Pasif bir bekleme hiçbir zaman size bir şey getirmez ve kazandırmaz. Ama aktif bir bekleme size çok şey getirir ve kazandırır. Beklemenin de bir usulu var başarı için. Hepimizin istediği nihayetinde başarmak. Başarmak içinde her şeyi barındıran geniş bir olgu. Ama bir tek şey hariç 'pasif bir bekleyiş'.
Beklemek aslında eylemsizlik değildir. Kendi içinde bir yönelme ve eylem barındırır. Durmak gibi. Dolayısı ile öncelikle bekleyişinizi aktif hale getirmelisiniz ki fırsat sizi fark etsin.
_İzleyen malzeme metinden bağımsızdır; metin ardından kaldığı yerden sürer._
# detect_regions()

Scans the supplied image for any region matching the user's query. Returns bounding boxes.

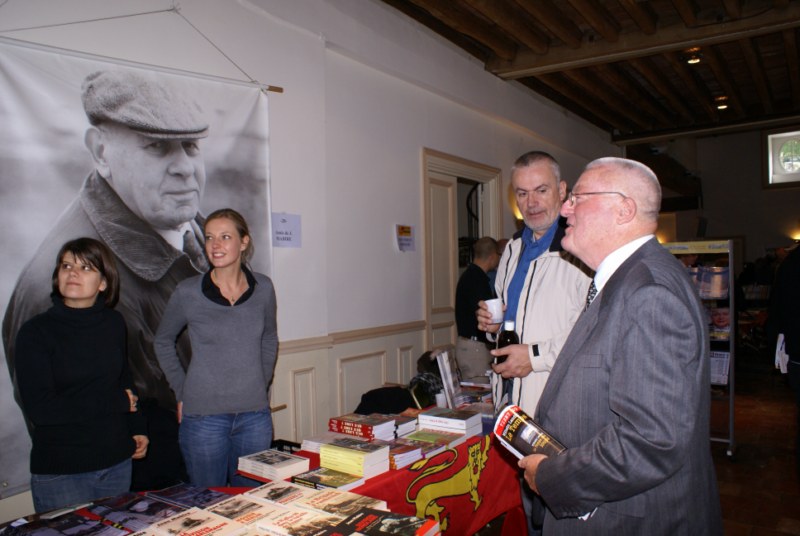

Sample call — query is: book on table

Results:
[238,449,309,480]
[145,482,229,508]
[494,406,566,458]
[207,494,283,525]
[328,413,395,440]
[404,428,467,452]
[256,507,342,536]
[327,508,439,536]
[243,481,387,517]
[292,467,365,491]
[86,493,185,532]
[417,408,481,432]
[149,507,245,536]
[319,437,389,467]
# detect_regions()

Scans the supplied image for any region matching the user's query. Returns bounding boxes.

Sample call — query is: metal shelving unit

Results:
[663,240,736,457]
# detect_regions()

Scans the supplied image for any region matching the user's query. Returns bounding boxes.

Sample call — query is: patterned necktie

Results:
[583,279,597,311]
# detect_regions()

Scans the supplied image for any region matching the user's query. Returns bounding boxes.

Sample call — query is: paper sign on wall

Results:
[395,225,414,251]
[272,212,303,248]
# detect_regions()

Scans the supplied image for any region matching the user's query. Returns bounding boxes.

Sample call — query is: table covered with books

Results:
[299,436,526,535]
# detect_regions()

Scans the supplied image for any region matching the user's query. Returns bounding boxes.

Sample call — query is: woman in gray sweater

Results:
[155,208,278,487]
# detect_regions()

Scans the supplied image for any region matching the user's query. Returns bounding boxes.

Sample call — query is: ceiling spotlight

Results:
[684,47,703,65]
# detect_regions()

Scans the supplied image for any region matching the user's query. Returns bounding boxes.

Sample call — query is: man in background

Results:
[477,151,591,534]
[3,69,208,489]
[519,158,722,535]
[456,236,500,380]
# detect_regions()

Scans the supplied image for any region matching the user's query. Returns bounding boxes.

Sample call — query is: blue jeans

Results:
[178,407,272,488]
[31,458,131,513]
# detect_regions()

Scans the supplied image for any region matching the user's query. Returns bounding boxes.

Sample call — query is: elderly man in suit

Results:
[520,158,722,536]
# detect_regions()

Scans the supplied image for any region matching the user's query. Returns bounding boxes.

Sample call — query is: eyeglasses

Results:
[567,192,628,207]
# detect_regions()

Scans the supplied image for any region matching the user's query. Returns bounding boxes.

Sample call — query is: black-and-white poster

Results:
[0,43,271,498]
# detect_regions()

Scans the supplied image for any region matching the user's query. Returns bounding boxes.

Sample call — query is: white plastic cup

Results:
[485,298,504,324]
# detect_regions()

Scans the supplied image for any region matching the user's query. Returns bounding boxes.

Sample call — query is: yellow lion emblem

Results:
[406,436,490,531]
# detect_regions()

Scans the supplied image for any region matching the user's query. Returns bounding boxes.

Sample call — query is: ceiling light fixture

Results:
[684,47,703,65]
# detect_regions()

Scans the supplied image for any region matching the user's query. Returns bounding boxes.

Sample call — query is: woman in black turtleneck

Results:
[16,238,148,512]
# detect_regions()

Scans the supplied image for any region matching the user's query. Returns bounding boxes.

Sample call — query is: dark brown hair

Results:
[52,237,119,308]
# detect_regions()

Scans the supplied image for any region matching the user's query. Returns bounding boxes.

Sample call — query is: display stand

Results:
[664,240,736,456]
Bu kadar çok çeşit barındıran fırsatın, bir çeşidi bile size temas etmiyorsa sorun hayatta ya da fırsatta değil, tamamen sizdedir. Sizin fark edilmezliğinizde. Yoksa neden herkese gelen fırsat size hiç uğramamış olsun? Şöyle düşünün; çok fazla geminin geçtiği bir adadasınız. Bu adadan çıkmak ve daha farklı yerlere gitmek istiyorsunuz. Bunun için gemiye ihtiyacınız var; sizi ana karaya götürmesi için. Peki siz bütün bu gelip geçen gemilere kendinizi fark ettirmezseniz, neden dursun veya sizi alsın o gemiler? Onlar hareket halinde olan, sürekli gelip geçen bir düzenin parçası. İşte fırsatlar da böyle. Siz kendiniz bir eylem göstermeden sizi görmez fırsatlar. Seçemezler. O nedenle ayağınızı fırsata götürmeniz gerek.
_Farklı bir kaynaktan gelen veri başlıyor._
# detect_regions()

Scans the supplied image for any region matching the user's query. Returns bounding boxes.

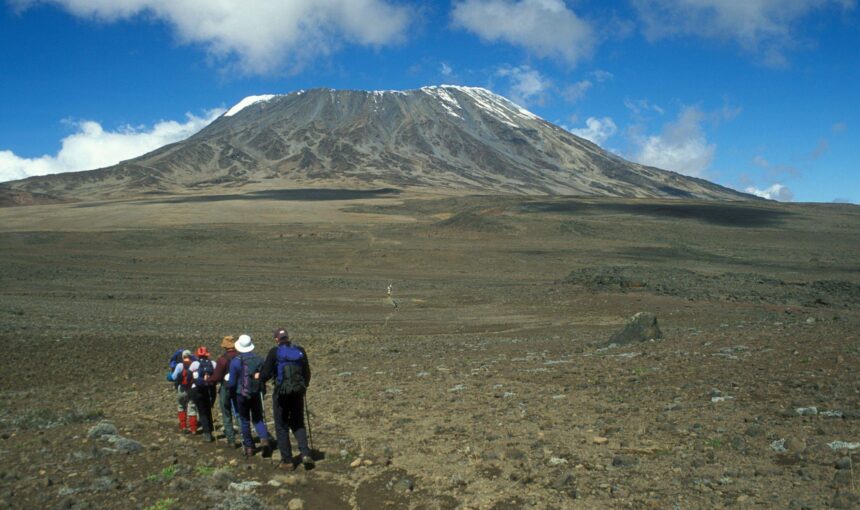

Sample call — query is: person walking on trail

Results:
[260,328,314,470]
[209,336,240,448]
[170,350,197,434]
[227,335,272,457]
[385,283,397,312]
[188,346,215,443]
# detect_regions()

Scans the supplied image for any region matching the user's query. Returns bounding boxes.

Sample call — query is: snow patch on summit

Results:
[434,85,540,128]
[224,94,278,117]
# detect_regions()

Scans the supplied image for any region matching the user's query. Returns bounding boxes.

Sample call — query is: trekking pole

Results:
[305,394,314,453]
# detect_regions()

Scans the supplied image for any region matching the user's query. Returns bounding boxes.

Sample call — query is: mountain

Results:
[0,85,753,204]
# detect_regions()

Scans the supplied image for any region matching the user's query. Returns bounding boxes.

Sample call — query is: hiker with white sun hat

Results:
[227,335,272,457]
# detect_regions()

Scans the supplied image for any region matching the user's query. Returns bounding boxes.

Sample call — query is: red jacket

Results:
[209,349,239,383]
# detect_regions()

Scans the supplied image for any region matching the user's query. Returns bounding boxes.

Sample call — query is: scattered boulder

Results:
[550,471,579,499]
[108,436,143,453]
[394,478,415,492]
[214,493,266,510]
[833,457,851,469]
[228,480,263,492]
[612,455,639,467]
[87,421,118,439]
[607,312,663,345]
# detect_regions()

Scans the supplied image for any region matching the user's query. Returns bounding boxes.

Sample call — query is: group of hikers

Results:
[167,328,314,470]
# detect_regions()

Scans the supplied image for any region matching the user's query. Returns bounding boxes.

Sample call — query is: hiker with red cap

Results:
[189,345,215,443]
[260,328,314,470]
[227,335,272,457]
[209,336,240,448]
[170,349,197,434]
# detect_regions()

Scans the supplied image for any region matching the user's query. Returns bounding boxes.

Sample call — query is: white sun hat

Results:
[236,335,254,353]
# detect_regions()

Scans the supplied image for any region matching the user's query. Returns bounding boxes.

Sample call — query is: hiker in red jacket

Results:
[209,336,240,448]
[171,350,197,434]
Peki bu nasıl olacak? En iyi yol haritası şu; daha önce fırsatı yakalamış insanlarla çevreleyin her yanınızı. Zengin mi olmak hayaliniz? O zaman zengin bir arkadaşınız olsun. Onunla zaman geçirin. Onu gözlemleyin. Para ile olan ilişkisine bakın. Çok başarılı biri mi olmak istiyorsunuz? O zaman da etrafınızda kendi hedeflerini gerçekleştirmiş va çok başarılı olmuş insanlar olsun. Atalar boşuna dememiş; 'üzüm üzüme baka baka kararır' diye. Durum gerçekten de böyle.
Her şeyin enerji olduğu, dolayısı ile bir frekansı olduğu bilimsel olarak da kabul edilen bir durum. Siz de bir enerji bütünüsünüz. Duygularınızın ve düşüncelerinizin de frekansı var. Frekansınızı ne kadar yükseltirseniz diğer enerjiler tarafından o kadar fark edilirsiniz. Bunun içinde frekansınızı doğru seçmeniz ve ayarlanmanız gerekir. Düşük frekanslı, negatif yüklü olan ya da karamsar olan biri iseniz hep benzer frekansları çekersiniz. Dolayısı ile sizin frekansınızı düşürecek, aşağıya çekecek olan kişilerden ve durumlardan uzak durmalısınız. Sizin hedeflerinize ya da elde etmek istediğiniz fırsatlara sahip olan kişiler olsun hayatınızda. Bu sizin frekansınızı dönüştürecek ve yükseltecektir. Bu sayede fırsatların dikkatini çekmeyi başarmış olacaksınız. Dolayısı ile fırsatlar sizi fark edip size de uğrayacaklardır. Yani siz ayağınızı fırsata götürüp, onun gittiği yolda beklerseniz, o da sizi fark eder. Otobüs gibi düşünün. Yol belli, otobüsün güzergahı belli. Ama siz iç kesimde oturuyorsunuz ve o otobüse binmeniz gerekiyor. Ne yaparsınız? Geçtiği durağa kadar yürürsünüz, değil mi? Bu sayede o otobüse binebilirsiniz. Yani otobüs size gelmez, siz ona gidersiniz ve durması için kendinizi fark ettirirsiniz.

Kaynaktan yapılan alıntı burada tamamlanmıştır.